Yes, because riding to any Lowe's around here counts as combat miles which I believe is double or triple regular miles.


----------



## GirchyGirchy (Feb 12, 2004)

crumjack said:


> Yes, because riding to any Lowe's around here counts as combat miles which I believe is double or triple regular miles.


Well, it's not quite as bad here in Columbus!  Plus it was only about six miles total. :blush2: 

Man, I once attempted riding in Indy, around 96th-116th street over by I-69. Absolutely terrible - I thought I was going to die. No wonder Indy has so many paved trails, if all of the roads are as cycling-unfriendly as those.


----------



## bigrider (Jun 27, 2002)

GirchyGirchy said:


> I only learned a few years ago that they were called Osage Orange. I bought some sort of vase-looking thing turned from some of the wood - very pretty stuff. Most of the wood is light, maybe between maple and birch colour, with prominent black veins and a tad bit of cherry or cedar looking sections. I think the wood has one of the highest BTU outputs, too.

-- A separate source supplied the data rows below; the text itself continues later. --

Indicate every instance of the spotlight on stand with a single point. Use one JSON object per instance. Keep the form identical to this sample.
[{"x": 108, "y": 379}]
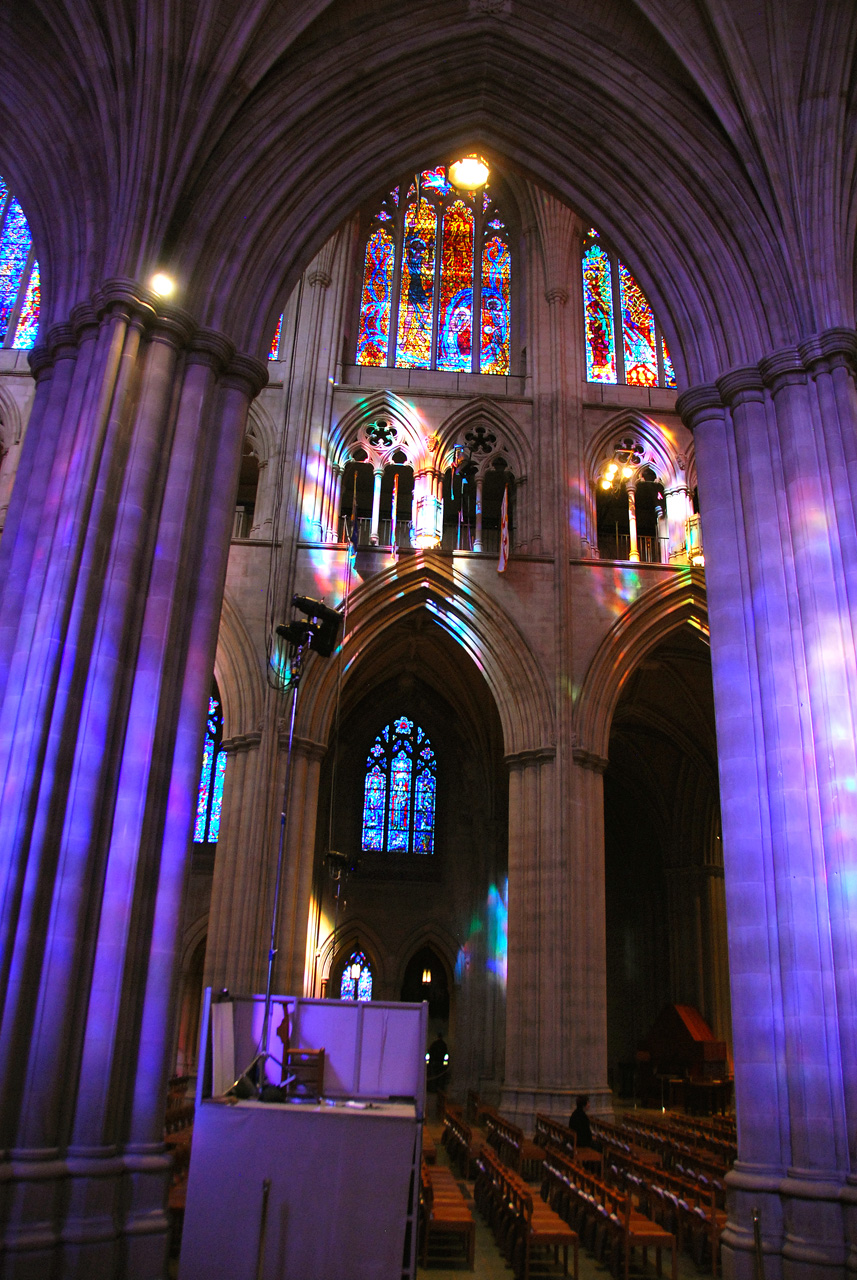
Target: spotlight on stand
[{"x": 324, "y": 624}]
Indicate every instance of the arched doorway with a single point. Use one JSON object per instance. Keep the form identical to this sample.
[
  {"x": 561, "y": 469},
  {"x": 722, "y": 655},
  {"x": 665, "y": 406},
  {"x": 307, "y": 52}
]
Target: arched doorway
[{"x": 665, "y": 905}]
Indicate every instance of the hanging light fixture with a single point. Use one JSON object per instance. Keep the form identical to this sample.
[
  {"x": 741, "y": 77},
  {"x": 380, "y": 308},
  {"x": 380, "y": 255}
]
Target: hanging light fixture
[{"x": 470, "y": 173}]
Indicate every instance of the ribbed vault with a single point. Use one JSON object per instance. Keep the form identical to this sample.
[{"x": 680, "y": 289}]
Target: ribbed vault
[
  {"x": 468, "y": 616},
  {"x": 228, "y": 142}
]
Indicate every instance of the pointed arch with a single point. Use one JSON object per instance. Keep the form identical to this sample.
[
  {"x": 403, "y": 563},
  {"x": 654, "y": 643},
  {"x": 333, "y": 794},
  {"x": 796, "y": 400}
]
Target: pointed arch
[
  {"x": 261, "y": 432},
  {"x": 353, "y": 936},
  {"x": 238, "y": 673},
  {"x": 380, "y": 405},
  {"x": 441, "y": 942},
  {"x": 471, "y": 616},
  {"x": 659, "y": 440},
  {"x": 511, "y": 440},
  {"x": 677, "y": 600}
]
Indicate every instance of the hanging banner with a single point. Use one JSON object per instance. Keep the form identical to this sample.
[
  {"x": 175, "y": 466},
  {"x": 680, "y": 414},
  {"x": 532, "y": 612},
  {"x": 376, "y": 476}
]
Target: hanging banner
[{"x": 504, "y": 533}]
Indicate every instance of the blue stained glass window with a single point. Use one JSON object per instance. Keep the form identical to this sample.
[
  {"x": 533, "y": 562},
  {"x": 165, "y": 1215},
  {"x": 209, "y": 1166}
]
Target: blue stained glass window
[
  {"x": 399, "y": 791},
  {"x": 206, "y": 826},
  {"x": 357, "y": 978},
  {"x": 436, "y": 280},
  {"x": 624, "y": 310}
]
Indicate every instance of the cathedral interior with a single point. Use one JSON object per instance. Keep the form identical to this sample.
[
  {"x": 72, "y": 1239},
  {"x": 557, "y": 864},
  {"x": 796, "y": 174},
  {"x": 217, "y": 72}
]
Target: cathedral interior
[{"x": 572, "y": 453}]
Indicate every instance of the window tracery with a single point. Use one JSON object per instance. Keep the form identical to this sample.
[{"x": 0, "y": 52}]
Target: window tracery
[
  {"x": 357, "y": 978},
  {"x": 399, "y": 791},
  {"x": 19, "y": 275},
  {"x": 436, "y": 280},
  {"x": 206, "y": 827},
  {"x": 623, "y": 341}
]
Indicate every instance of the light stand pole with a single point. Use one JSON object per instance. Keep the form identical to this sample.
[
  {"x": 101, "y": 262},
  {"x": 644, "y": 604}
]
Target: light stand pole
[{"x": 319, "y": 634}]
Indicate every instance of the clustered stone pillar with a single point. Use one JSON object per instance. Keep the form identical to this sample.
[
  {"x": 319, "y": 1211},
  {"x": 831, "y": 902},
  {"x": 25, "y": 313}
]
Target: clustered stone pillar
[
  {"x": 777, "y": 457},
  {"x": 111, "y": 565}
]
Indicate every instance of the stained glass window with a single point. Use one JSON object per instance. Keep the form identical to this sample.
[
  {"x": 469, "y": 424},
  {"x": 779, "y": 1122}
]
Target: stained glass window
[
  {"x": 206, "y": 826},
  {"x": 357, "y": 978},
  {"x": 399, "y": 791},
  {"x": 496, "y": 278},
  {"x": 377, "y": 298},
  {"x": 436, "y": 280},
  {"x": 613, "y": 304},
  {"x": 19, "y": 278},
  {"x": 275, "y": 344},
  {"x": 597, "y": 311},
  {"x": 637, "y": 333},
  {"x": 456, "y": 336}
]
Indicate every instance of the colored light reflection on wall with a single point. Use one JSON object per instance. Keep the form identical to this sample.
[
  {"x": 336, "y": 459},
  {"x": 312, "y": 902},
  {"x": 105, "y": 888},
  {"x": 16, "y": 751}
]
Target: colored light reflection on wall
[{"x": 498, "y": 931}]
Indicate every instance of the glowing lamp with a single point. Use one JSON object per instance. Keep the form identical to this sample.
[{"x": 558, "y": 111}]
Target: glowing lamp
[
  {"x": 161, "y": 284},
  {"x": 470, "y": 173}
]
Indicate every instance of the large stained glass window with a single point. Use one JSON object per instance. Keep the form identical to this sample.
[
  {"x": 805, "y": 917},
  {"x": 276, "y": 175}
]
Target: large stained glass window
[
  {"x": 357, "y": 978},
  {"x": 436, "y": 288},
  {"x": 19, "y": 278},
  {"x": 614, "y": 304},
  {"x": 399, "y": 791},
  {"x": 206, "y": 827}
]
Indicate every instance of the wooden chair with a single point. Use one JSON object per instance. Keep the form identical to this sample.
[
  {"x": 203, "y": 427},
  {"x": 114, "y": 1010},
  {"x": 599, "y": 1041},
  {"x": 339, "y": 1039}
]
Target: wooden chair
[
  {"x": 445, "y": 1212},
  {"x": 303, "y": 1072}
]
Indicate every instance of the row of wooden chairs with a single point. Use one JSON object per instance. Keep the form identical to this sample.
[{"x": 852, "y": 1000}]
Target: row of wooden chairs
[
  {"x": 523, "y": 1226},
  {"x": 605, "y": 1217},
  {"x": 462, "y": 1144},
  {"x": 554, "y": 1136},
  {"x": 444, "y": 1212},
  {"x": 688, "y": 1210},
  {"x": 512, "y": 1144}
]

Osage orange makes great recurve bows. Also, they were called hedge apples because they were planted in hedges and trained to have the limbs grow down and they became an inpenetrable barrier for livestock and served as fencing.


----------



## bigrider (Jun 27, 2002)

This was a great report. It made me want to grab my bike and go ride.


----------



## indysteel (Jul 21, 2006)

Lovely pics. Thanks for sharing. I actually did the ride, too. Well, sort of....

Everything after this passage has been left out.